|2008: Dolphins 38, Patriots 13 (Boston.com)|
Although the Patriots had lost quarterback Tom Brady for the season in Week 1, New England was still heavy favorites over the seemingly lowly Dolphins. Behind backup Matt Cassel, the Patriots had begun the season with victories over the Kansas City Chiefs and New York Jets with the defense allowing just 10 points in each.
But while most thought that the Patriots would leave Gillette Stadium that day with a 3-0 record and a 22nd straight regular season win, New England had no idea what was in store for them. In a game that would change the direction of the season for the Miami Dolphins, the New England Patriots and the NFL was introduced Dolphins offensive coordinator Dan Henning's new offensive gimmick known affectionately as the "Wildcat".
Much like the zone-read is run today, the Wildcat featured an option type scheme, but rather than having quarterback Chad Pennington take the snaps, the Dolphins' shotgun snaps went directly to running back Ronnie Brown. Brown took the snap usually with Miami's other talented running back, Ricky Williams, in motion. Sometimes Brown would keep the ball, sometimes he would hand it to Williams, but whatever he did that day, the Patriots had absolutely no answer for it.

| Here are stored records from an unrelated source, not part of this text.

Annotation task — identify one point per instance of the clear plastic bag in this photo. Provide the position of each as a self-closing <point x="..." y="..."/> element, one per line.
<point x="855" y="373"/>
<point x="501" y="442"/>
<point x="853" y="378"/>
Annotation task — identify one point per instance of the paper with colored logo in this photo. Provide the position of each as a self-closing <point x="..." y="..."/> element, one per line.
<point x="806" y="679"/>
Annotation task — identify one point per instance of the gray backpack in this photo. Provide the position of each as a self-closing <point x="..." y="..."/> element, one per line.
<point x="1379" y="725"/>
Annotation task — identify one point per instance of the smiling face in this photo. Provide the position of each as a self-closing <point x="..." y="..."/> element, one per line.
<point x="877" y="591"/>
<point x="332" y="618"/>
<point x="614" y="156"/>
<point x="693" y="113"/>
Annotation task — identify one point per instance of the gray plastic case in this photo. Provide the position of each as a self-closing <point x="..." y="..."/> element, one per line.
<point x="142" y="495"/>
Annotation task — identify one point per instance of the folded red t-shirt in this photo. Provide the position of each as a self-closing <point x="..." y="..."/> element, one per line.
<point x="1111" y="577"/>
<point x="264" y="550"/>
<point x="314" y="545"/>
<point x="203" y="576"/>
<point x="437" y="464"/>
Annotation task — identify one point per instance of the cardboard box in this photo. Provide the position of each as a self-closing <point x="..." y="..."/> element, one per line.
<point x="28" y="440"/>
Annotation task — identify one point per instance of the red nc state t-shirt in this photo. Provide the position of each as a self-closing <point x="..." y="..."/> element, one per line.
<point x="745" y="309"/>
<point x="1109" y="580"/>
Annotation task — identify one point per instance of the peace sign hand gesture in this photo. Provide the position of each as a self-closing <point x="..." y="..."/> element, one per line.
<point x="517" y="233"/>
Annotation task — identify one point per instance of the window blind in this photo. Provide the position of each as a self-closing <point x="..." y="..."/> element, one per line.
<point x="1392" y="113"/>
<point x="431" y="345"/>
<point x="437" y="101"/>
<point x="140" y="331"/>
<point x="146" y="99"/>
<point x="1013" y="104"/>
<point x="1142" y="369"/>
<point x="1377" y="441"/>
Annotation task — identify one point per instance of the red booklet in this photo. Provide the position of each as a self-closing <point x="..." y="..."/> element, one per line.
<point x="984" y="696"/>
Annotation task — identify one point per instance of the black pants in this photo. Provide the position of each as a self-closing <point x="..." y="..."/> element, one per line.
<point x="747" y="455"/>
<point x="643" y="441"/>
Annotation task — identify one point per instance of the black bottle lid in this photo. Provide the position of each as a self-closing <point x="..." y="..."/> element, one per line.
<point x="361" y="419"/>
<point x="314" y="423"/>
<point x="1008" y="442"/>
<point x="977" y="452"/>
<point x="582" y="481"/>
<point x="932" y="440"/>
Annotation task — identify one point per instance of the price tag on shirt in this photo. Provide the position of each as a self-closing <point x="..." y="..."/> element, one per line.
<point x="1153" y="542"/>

Brown rushed for three first half touchdowns to give the Dolphins what was an unthinkable 21-6 lead at the break. With just under six minutes to play in the third quarter and the score unchanged, Brown added a fourth touchdown, this time with his arm. Brown's 19-yard touchdown toss to Anthony Fasano gave the Dolphins a 28-6 lead.

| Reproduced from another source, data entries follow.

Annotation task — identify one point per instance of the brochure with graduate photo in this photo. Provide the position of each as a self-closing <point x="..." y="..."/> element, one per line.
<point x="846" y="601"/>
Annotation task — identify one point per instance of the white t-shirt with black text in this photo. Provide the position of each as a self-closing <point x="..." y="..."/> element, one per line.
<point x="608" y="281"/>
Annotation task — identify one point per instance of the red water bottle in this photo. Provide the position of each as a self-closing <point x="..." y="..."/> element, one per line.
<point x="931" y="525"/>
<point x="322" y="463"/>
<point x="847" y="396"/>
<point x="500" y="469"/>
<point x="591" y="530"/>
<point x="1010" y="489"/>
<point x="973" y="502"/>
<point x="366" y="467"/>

New England scored on its ensuing drive to cut the lead back to 15, but Brown put an exclamation on what was a stellar day on the first play of the fourth quarter. From the Wildcat formation, Brown took the first play of the final period 62 yards for his fourth rushing touchdown of the day and fifth total. Dan Carpenter would add a field goal later on for the Dolphins and Miami left Foxboro that day with a 38-13 thumping of rival New England.
Brown finished the day with 113 yards rushing and four touchdowns on 17 carries while Williams added 98 yards on 16 carries. As a team, the Dolphins rushed for 216 yards while averaging six yards-per-carry. Chad Pennington, in what would be his first win as Miami's quarterback, also had a stellar day completing all but three his 20 attempts for 226 yards.

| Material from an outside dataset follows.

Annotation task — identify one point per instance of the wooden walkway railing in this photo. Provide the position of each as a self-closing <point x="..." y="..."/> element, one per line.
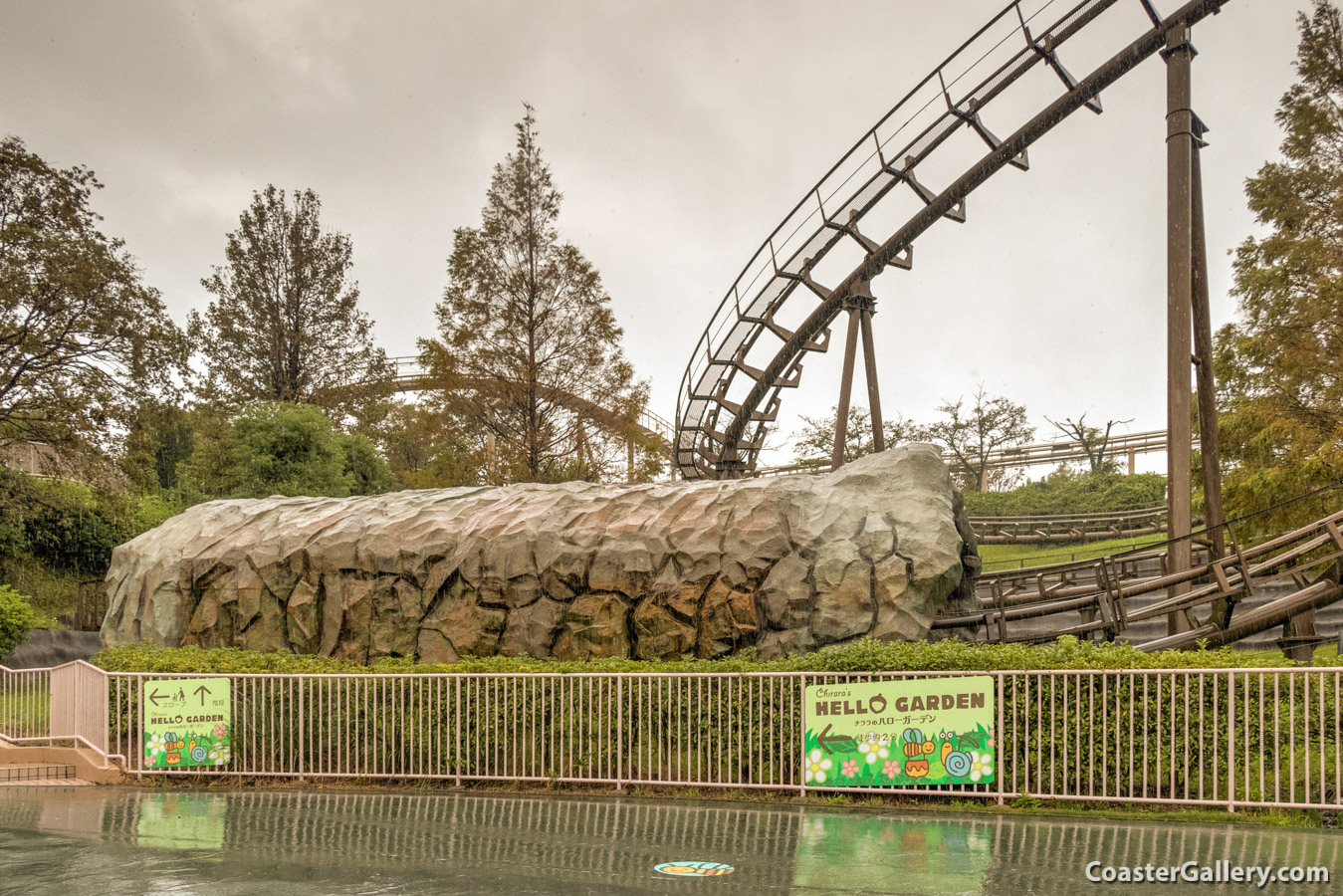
<point x="1096" y="598"/>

For just the second time in 22 games the Miami Dolphins were winners, and for the first time in that same regular season span, the Patriots were losers. For the remainder of the season, Miami's Wildcat helped keep opposing defenses off balance as the Dolphins reeled off 11 wins over their final 14 games to finish 11-5 and complete the NFL's best single-season turnaround after just a 1-15 campaign in 2007.
Miami captured the division title that season, their first in eight years. The division title also meant that the Dolphins were playoff bound for the first time in seven seasons. The Patriots went on to finish 2008 with an 11-5 record as well, but missed out on the playoffs and an eighth straight AFC East championship thanks to that September afternoon in Foxboro.
Fortunes have certainly been different for the franchises since as New England has claimed each of the last four division crowns while Miami has had four straight losing seasons. But September 21st, 2008 was a day that stemmed the tide for the Miami Dolphins and it remains one of the team's best victories in recent memory.